戦後南米に逃亡した元ナチスの高官は、ルドルフ・ヘスについて次のように語っている。

「ヘスはイギリスとの戦争を避けなければならないと信じていた。真の敵はイギリスではなくソ連と信じていたからだ。

だからイギリスとドイツが一緒になってソ連に対抗するような状態を彼は作ろうと努力した。イギリスの海軍力とドイツの陸軍力がガッチリと組めば、どんな敵でも倒すことが可能だったからだ。これを実現させるため彼は単身イギリスへ飛んだ。独ソ開戦の直前だった。

彼には勝算があったようだ。
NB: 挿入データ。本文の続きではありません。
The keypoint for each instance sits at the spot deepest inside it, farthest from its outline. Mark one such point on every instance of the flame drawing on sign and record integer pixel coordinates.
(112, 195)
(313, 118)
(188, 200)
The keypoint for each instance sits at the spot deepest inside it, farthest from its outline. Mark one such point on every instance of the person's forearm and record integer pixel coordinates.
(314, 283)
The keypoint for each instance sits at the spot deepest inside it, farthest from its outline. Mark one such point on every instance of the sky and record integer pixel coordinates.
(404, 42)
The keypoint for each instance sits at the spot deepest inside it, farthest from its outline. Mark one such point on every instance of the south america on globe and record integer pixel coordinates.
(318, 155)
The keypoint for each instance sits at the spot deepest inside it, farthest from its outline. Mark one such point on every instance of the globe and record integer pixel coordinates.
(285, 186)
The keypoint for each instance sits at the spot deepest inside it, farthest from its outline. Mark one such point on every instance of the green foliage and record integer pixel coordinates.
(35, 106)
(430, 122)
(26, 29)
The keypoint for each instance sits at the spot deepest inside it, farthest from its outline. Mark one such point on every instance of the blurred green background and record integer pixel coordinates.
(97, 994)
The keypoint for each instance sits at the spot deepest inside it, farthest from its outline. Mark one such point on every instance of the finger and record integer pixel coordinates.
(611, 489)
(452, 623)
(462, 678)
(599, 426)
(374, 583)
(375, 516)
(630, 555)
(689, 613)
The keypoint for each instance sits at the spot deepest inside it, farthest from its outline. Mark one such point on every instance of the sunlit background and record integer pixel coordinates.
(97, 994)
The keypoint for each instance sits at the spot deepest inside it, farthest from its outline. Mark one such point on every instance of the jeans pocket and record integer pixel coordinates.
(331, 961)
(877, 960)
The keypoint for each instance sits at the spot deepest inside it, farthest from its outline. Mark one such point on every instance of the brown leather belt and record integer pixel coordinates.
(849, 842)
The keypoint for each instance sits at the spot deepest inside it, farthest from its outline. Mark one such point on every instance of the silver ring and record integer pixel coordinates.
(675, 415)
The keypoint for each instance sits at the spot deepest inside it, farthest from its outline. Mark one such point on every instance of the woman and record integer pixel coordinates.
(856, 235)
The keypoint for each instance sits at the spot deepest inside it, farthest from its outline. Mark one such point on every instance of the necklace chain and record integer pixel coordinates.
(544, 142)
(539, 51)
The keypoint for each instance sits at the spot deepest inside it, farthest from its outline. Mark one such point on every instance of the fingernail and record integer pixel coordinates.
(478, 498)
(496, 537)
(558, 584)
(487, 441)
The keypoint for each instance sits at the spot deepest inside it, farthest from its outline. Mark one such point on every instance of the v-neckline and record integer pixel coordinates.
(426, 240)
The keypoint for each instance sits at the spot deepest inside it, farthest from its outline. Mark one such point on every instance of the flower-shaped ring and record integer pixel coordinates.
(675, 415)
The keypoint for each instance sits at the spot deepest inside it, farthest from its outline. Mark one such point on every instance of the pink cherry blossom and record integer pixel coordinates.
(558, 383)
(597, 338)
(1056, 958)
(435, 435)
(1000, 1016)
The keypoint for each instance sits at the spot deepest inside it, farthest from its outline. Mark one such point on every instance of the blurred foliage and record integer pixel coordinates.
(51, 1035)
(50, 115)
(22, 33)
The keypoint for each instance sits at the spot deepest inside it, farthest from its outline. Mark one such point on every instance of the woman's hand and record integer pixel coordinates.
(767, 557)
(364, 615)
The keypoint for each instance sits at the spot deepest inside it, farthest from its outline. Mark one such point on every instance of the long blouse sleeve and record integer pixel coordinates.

というのは彼はその頃、秘密結社『トゥーレ協会』のメンバーだった。この結社の兄弟グループみたいなものがイギリスにもあった。『黄金の夜明け団』と呼ばれる結社だ。その有力メンバーにハミルトン公爵がいた。ヘスは彼とは親しかった。ドイツを発つ前、彼はハミルトン公爵に打診してみた。答えは前向きだった。そこでヘスはドイツを発ち、闇にまぎれてイギリスにパラシュート降下したのだ。

しかし、そううまく事は運ばなかった。チャーチルの横やりが入ったからだ。

もちろんチャーチルの後ろには、国際ユダヤ組織と大銀行団の圧力があった。ヘスは戦争中捕われていたから、戦犯では断じてない。しかし、戦後もずっと独房にぶち込まれていたのは、彼がアイヒマン同様、ユダヤの世界戦略について知りすぎていたからだ」

 


(左)イギリスのウィンストン・チャーチル首相
(右)「黄金の夜明け団」の薔薇十字徽章

 

●ルドルフ・ヘスの「奇行」の一件で激怒したヒトラーは、ドイツ国内にウォールがまき散らした「プロパガンダ用占星暦」を一掃する作戦に出た。

またドイツの占星術師までが、ホロスコープから“敗戦”を読み取り始めていたので、ヒトラーはドイツ国内の占星術師をも弾圧・一斉検挙した。